Ryanair boss blames European air-traffic control for flight delays

Exclusive: ‘If we could sort out ATC, that would give airlines a fighting chance’ – Eddie Wilson, CEO, Ryanair DAC

Simon Calder
Travel Correspondent
Thursday 04 August 2022 17:53 BST
Max pax: Ryanair’s specially designed Boeing 737 Max in Faro, Portugal
Max pax: Ryanair’s specially designed Boeing 737 Max in Faro, Portugal (Simon Calder)

One in five Ryanair flights this summer is being delayed by air-traffic control providers: that is the claim from the chief executive of the airline’s main operation.

Eddie Wilson, CEO of Ryanair DAC, told The Independent: “The major factor that’s affecting all markets, whether you’ve enough staff or you’re an airline that doesn’t have enough staff, is air-traffic control [ATC]. It is the culprit.

“We planned better, we’ve got the right amount of people, but still we will have delays this summer because of air-traffic control.

“It is taking 20 per cent plus out of our punctuality at the moment.

“That’s making life really, really difficult. And there’s no light at the end of the tunnel for ATC.”

Mr Wilson was particularly critical of air-traffic control organisations in Germany and France for delays to overflights. Almost all flights from the UK to Portugal, Spain and Italy overfly French airspace, while routings to Croatia, Greece and Turkey cross Germany.

“The Germans and the French need to hire more people so we can all get on our way this summer,” he said.

“That’s the ‘roundabout in the sky’ that everyone from Ireland and the UK has got to get through, to get to Spain, to get to Portugal and to get to Italy.”

“There are 15 per cent fewer flights and there are 20 per cent more delays this summer because of air-traffic control capacity.

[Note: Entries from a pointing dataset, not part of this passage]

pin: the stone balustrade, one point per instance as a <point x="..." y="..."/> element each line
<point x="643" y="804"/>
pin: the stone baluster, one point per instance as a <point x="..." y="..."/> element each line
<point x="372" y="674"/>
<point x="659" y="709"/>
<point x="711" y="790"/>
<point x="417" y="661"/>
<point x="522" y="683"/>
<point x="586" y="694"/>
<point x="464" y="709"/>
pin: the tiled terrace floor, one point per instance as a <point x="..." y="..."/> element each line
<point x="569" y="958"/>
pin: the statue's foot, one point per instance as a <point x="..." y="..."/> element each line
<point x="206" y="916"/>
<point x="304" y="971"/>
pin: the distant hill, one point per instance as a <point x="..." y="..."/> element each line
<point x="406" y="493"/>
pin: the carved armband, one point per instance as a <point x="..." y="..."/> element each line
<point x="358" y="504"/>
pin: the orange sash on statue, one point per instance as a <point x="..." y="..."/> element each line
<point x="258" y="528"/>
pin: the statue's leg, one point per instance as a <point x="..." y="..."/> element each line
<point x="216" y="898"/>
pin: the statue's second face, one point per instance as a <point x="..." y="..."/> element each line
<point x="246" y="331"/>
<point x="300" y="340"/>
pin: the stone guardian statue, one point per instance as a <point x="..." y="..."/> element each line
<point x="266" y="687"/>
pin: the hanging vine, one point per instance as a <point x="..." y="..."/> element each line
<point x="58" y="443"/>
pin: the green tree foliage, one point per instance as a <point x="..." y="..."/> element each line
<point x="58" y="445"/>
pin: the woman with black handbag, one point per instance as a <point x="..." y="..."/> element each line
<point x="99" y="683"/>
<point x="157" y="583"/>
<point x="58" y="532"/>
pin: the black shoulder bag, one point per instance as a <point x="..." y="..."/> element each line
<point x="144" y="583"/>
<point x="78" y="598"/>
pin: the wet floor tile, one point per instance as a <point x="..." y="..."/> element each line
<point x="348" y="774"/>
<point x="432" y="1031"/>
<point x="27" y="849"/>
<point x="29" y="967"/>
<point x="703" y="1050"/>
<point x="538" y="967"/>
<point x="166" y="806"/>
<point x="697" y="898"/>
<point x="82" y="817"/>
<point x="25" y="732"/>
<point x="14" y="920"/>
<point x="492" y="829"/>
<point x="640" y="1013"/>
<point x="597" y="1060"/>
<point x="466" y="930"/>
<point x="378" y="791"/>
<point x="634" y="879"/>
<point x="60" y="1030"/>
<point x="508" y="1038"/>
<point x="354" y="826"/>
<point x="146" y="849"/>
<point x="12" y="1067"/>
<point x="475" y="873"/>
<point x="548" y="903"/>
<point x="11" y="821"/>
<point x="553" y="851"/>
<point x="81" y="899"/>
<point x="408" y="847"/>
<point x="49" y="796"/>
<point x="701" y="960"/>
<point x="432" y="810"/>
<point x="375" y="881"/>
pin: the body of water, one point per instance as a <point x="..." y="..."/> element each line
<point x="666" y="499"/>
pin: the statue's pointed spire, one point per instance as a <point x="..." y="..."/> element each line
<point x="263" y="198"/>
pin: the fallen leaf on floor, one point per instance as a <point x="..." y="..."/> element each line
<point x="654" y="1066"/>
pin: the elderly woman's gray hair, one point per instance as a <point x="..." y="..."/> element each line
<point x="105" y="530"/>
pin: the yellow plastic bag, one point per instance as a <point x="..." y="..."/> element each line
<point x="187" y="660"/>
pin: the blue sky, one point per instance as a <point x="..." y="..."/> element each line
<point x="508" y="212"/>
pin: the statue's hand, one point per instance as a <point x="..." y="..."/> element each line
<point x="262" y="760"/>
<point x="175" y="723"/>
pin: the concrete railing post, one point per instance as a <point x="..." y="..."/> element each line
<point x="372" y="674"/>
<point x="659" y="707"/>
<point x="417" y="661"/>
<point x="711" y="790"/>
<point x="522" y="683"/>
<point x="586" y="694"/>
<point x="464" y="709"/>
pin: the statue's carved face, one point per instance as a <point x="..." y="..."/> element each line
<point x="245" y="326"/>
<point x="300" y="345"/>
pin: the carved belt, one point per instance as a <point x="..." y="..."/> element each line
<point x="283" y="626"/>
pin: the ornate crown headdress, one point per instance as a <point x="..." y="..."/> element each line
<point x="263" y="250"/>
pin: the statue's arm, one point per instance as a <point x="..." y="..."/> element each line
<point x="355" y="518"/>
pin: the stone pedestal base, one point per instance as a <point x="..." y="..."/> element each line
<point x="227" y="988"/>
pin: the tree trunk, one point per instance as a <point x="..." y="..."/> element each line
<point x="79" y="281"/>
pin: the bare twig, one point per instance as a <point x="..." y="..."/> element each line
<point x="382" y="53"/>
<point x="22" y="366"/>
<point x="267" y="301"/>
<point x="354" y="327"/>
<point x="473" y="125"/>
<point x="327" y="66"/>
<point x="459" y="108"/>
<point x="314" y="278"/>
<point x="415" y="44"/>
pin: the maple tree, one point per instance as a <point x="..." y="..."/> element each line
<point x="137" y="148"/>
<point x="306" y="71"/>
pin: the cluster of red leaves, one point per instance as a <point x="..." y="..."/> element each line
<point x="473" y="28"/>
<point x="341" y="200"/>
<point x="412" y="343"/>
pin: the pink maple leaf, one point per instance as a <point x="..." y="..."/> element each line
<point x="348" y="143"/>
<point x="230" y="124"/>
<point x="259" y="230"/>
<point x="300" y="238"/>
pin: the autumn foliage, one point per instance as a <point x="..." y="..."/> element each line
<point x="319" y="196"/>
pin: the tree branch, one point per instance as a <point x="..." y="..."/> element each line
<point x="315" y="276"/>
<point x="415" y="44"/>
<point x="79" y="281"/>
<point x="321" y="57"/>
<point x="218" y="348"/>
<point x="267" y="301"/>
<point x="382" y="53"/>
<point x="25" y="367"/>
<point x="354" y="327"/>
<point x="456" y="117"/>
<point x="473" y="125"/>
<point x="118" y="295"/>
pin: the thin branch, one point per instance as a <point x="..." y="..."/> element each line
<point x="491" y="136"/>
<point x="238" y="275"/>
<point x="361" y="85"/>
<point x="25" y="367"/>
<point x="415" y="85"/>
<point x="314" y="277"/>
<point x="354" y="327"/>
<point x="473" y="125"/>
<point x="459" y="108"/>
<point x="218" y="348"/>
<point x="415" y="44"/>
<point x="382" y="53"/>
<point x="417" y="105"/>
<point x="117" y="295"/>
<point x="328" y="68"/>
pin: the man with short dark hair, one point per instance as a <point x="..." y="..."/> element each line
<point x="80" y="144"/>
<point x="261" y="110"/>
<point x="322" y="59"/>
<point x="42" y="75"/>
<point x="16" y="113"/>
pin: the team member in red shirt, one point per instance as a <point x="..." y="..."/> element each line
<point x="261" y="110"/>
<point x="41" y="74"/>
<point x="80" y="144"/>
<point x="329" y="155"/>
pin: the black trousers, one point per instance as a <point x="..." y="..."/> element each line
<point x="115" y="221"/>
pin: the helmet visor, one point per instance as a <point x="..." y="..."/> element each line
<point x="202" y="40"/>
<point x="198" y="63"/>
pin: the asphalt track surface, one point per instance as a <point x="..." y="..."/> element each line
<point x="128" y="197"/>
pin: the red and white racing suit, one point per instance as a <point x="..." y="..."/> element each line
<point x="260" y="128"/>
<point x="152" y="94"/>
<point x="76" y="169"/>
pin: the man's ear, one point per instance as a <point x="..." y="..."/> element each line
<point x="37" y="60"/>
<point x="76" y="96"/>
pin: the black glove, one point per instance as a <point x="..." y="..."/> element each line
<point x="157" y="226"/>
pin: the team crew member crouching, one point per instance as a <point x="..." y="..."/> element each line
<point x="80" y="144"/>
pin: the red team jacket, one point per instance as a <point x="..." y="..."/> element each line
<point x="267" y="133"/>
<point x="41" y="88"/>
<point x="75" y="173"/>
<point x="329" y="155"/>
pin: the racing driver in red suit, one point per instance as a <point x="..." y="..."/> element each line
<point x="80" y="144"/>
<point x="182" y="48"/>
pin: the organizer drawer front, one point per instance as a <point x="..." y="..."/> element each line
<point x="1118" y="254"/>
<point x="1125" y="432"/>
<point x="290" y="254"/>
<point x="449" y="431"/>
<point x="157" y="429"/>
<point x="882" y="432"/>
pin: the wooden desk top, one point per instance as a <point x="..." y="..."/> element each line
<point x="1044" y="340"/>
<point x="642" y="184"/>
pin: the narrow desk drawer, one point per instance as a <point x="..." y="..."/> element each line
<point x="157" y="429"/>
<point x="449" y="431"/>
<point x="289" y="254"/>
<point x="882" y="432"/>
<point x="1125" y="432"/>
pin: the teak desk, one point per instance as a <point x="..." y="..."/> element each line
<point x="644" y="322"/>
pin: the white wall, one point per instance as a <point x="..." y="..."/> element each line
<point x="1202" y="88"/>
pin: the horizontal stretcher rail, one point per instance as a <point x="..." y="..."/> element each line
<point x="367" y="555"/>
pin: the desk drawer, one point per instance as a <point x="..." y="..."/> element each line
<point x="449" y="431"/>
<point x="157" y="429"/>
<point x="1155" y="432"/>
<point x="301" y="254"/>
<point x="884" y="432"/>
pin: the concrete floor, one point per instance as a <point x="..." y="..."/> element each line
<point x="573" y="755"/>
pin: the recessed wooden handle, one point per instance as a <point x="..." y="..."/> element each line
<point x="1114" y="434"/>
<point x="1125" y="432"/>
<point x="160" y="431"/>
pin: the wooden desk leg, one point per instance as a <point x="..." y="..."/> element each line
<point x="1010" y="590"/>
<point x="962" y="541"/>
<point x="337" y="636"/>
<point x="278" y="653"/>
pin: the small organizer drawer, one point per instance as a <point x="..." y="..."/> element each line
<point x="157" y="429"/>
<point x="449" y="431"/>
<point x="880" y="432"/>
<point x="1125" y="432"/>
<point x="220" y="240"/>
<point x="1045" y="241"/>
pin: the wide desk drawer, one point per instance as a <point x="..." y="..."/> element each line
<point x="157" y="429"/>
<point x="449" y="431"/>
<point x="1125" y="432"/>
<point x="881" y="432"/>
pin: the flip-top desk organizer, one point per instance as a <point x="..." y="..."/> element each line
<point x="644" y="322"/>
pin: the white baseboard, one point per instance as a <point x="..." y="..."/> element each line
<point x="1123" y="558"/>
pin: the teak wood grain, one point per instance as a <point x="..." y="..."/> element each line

“Even airlines that are organised, like Ryanair, that have everybody on the plane, everybody with their bags – they are waiting unnecessarily on runways to get departure clearance.

“That means that days are longer for our crews and it’s much harder to organise.

“Those airlines that don’t have enough staff – they end up having even more problems and unplanned cancellations.

“But if we could sort out ATC, that would give airlines a fighting chance.”

Mr Wilson said that operational crises of the sort that might affect aviation every few weeks are now daily occurrences in Europe

“We would normally have a 90 per cent plus record here, sometimes 95 per cent,” he said.

“This summer it has been at 60 per cent. That’s a huge drop.”

Budget airlines succeed by extracting high productivity from aircraft. They typically schedule a plane to operate two round-trips with a minimal “turn” of 25 or 30 minutes between them, followed by a “firebreak” of perhaps 45 minutes to recover lost time before another four flights.

Delays build up during the day. One example is the Wednesday evening Ryanair flight from Stansted to Cologne. It is scheduled to arrive at 11.20pm, but the last time it was on schedule was on 22 June. Since then the average delay has been one hour.

Crew finishing shifts late can also have a knock-on effect on future scheduling.

The Ryanair boss said air-traffic control delays are causing environmental harm by keeping aircraft on the ground with their engines running waiting for permission to take off.

He predicted: “It’s going to continue into next summer unless the German and the French governments adequately resource their ATC facilities.

“It is the infrastructure and it needs to be fixed.”

A spokesperson for the German air-traffic control provider, Deutsche Flugsicherung (DFS), rejected the criticism, saying: “DFS’s infrastructure must be fully available even with minimal traffic.

“Therefore, no staff was reduced during the crisis, but further recruited, especially young air traffic controllers.

“Around 100 young people started their air traffic controller training at DFS in each of the crisis years 2020 and 2021.

“In 2022 and the following years, we plan to hire around 140 new employees to start their training each year. Air traffic controllers need about four years to finish their training and we want to be well prepared for the future.”

The Independent has approached the French air-traffic control provider, the DSNA, for comment.